Sakayu SHIMIZU^*, Tadanori MORIKAWA^†, Kazumasa NITTA^†, Keiji SAKAMOTO^† and Koich WADA^†

Division of Applied Life Sciences, Graduate School of Agriculture, Kyoto University; Kyoto-shi 606-8502 Japan

^† Fuji Chemical Industries; Takaoka-shi 933-8511 Japan

We succeeded in introducing an enzymatic step for the production of D-pantolactone (D-PL), a chiral building block for the commercial production of a vitamin, D-pantothenic acid.
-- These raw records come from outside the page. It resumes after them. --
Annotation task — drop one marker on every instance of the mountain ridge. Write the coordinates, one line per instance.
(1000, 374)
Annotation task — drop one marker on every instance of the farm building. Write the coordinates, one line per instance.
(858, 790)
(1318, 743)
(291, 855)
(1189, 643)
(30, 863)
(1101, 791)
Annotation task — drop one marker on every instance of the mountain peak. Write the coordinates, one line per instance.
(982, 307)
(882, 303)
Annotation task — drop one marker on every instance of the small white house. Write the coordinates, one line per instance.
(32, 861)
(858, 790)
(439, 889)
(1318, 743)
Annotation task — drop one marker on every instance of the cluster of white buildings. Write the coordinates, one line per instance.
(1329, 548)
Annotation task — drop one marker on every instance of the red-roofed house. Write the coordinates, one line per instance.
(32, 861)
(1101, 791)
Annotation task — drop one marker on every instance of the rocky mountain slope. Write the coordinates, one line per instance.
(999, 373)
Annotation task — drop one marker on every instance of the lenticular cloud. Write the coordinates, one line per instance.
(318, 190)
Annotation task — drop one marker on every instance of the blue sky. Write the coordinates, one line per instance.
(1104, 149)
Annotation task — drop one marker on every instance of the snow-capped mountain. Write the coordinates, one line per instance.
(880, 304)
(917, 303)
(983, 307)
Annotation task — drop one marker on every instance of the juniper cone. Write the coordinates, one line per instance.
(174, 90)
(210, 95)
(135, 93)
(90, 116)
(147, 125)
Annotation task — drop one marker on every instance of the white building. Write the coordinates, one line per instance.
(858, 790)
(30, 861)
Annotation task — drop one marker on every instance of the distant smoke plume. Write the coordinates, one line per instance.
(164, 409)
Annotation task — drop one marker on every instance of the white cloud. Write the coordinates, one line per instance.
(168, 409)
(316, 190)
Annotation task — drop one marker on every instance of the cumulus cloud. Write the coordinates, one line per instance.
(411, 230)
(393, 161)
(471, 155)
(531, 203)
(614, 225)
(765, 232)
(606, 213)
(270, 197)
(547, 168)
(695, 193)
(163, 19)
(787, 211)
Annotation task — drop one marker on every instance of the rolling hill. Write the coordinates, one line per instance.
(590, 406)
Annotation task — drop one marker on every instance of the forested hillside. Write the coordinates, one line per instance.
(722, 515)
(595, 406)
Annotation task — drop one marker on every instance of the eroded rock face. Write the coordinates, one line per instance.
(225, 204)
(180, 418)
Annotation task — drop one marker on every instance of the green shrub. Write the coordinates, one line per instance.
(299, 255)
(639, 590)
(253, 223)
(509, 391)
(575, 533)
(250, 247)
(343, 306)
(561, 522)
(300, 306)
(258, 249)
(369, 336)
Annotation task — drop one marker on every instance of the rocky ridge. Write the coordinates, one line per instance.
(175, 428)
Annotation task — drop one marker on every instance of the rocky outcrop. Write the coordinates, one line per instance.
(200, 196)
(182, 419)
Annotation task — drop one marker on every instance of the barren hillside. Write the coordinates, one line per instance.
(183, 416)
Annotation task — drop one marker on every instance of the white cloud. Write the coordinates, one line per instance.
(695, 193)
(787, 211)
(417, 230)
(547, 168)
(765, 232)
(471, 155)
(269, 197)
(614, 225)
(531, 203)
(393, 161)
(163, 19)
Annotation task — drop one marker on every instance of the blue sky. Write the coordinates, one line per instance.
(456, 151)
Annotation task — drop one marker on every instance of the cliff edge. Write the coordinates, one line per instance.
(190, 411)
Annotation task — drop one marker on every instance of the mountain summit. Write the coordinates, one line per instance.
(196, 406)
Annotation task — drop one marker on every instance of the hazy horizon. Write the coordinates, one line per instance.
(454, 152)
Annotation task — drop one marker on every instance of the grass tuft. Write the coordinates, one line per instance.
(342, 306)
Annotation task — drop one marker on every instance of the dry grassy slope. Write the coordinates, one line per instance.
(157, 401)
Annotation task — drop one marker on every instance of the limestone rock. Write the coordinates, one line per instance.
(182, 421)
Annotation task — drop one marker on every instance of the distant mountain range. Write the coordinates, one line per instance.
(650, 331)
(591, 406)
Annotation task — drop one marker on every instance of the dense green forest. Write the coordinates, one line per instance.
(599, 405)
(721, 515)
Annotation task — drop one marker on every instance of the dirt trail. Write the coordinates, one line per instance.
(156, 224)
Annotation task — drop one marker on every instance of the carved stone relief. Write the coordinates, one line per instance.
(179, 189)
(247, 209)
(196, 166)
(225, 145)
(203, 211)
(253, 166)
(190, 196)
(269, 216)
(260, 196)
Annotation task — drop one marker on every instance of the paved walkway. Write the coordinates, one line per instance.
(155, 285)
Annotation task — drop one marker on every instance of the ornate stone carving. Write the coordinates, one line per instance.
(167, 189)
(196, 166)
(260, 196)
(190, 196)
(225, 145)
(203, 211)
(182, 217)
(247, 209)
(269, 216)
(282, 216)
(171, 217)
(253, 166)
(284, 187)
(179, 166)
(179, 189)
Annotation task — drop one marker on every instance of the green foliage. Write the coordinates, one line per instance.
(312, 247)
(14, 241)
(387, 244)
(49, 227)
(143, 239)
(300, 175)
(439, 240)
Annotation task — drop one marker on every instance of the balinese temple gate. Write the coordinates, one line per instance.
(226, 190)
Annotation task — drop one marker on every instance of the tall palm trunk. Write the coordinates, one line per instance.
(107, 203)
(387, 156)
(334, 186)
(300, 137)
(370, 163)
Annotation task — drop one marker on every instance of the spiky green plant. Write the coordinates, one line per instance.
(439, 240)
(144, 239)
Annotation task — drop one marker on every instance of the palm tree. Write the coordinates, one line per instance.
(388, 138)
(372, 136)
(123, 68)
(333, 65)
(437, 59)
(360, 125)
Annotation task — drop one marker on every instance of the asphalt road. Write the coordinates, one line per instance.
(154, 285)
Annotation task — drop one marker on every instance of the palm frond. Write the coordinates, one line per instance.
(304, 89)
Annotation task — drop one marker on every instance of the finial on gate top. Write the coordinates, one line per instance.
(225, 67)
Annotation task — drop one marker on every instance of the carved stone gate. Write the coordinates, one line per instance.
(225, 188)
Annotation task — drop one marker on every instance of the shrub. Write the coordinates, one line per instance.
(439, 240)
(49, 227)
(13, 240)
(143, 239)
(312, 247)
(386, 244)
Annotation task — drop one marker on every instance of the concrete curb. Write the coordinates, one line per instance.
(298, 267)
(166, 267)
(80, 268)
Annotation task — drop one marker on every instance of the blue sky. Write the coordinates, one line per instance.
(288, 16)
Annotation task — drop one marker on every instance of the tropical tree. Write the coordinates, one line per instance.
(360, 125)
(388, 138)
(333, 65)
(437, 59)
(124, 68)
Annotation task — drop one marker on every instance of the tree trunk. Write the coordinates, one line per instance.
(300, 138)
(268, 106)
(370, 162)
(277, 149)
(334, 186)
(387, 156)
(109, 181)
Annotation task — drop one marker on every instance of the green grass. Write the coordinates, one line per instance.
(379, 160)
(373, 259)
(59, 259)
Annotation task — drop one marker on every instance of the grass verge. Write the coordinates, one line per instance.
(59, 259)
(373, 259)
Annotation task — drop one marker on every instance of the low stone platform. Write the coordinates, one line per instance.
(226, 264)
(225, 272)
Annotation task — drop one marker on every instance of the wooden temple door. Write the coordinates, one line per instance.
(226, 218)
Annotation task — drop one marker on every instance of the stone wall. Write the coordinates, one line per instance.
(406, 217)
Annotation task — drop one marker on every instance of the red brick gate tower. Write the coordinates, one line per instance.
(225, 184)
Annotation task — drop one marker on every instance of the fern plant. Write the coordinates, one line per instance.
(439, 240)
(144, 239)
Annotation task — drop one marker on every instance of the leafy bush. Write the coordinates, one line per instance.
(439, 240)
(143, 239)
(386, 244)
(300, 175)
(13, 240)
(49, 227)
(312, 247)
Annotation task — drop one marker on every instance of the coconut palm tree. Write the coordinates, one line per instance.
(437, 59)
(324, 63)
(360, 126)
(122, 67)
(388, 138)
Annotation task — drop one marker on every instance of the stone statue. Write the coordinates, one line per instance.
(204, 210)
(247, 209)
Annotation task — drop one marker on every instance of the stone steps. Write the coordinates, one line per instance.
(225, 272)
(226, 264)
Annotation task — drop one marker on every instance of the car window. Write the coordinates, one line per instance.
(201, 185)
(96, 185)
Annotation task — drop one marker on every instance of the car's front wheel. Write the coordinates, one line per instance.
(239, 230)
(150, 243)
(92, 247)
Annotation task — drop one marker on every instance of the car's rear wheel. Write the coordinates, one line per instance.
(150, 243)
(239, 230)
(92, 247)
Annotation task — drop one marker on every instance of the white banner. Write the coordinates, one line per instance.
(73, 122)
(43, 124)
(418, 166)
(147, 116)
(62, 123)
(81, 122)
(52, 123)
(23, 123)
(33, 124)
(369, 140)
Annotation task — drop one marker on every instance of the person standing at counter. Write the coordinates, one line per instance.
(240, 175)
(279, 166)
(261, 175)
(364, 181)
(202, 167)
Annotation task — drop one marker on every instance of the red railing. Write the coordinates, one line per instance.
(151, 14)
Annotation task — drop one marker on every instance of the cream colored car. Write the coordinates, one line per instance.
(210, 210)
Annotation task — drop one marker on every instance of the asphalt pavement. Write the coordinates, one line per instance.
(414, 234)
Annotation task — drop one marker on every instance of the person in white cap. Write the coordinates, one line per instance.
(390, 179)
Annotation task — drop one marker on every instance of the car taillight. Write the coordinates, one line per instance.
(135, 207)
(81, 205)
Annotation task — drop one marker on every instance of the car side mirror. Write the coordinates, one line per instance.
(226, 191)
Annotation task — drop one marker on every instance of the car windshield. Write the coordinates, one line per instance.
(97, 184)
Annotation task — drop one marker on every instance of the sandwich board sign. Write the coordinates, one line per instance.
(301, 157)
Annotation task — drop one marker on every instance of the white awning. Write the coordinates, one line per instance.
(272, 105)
The process involves stereoselective hydrolysis step with a novel fungal enzyme “lactonohydolase” as the catalyst for the resolution of DL-PL. The enzyme isolated from Fusarium oxysporum specifically hydrolyzes D-PL to D-pantoic acid (D-PA); thus DL-PL is easily separated into D-PA and L-PL.
When 700 g/L aqueous solution of DL-PL was incubated with the fungal mycelia as the catalyst, D-PL in the racemic mixture was almost completely hydrolyzed to D-PA (96%ee). The mycelia were immobilized into calcium alginate gels for the practical purpose. When the gels were incubated in 350 g/L aqueous solution of DL-PL for 21 h at 30 °C with automatic pH control(pH 7.3), 80--100%of the D-PL was hydrolyzed. The resultant D-PA in the reaction mixture had a high optical purity (93--98%ee) and the L-PL remaining was unmodified. After 180 reaction cycles (i. e., 180 days), the gels retained about 60%of their initial activity.
Based on these results, we started the commercial production of D-PL since 1999, through which it has been shown that the present process is highly satisfactory not only in economic aspect but also in environmental one (water, −49%; CO₂, −30%; BOD, −62%; compared with the former chemical resolution method).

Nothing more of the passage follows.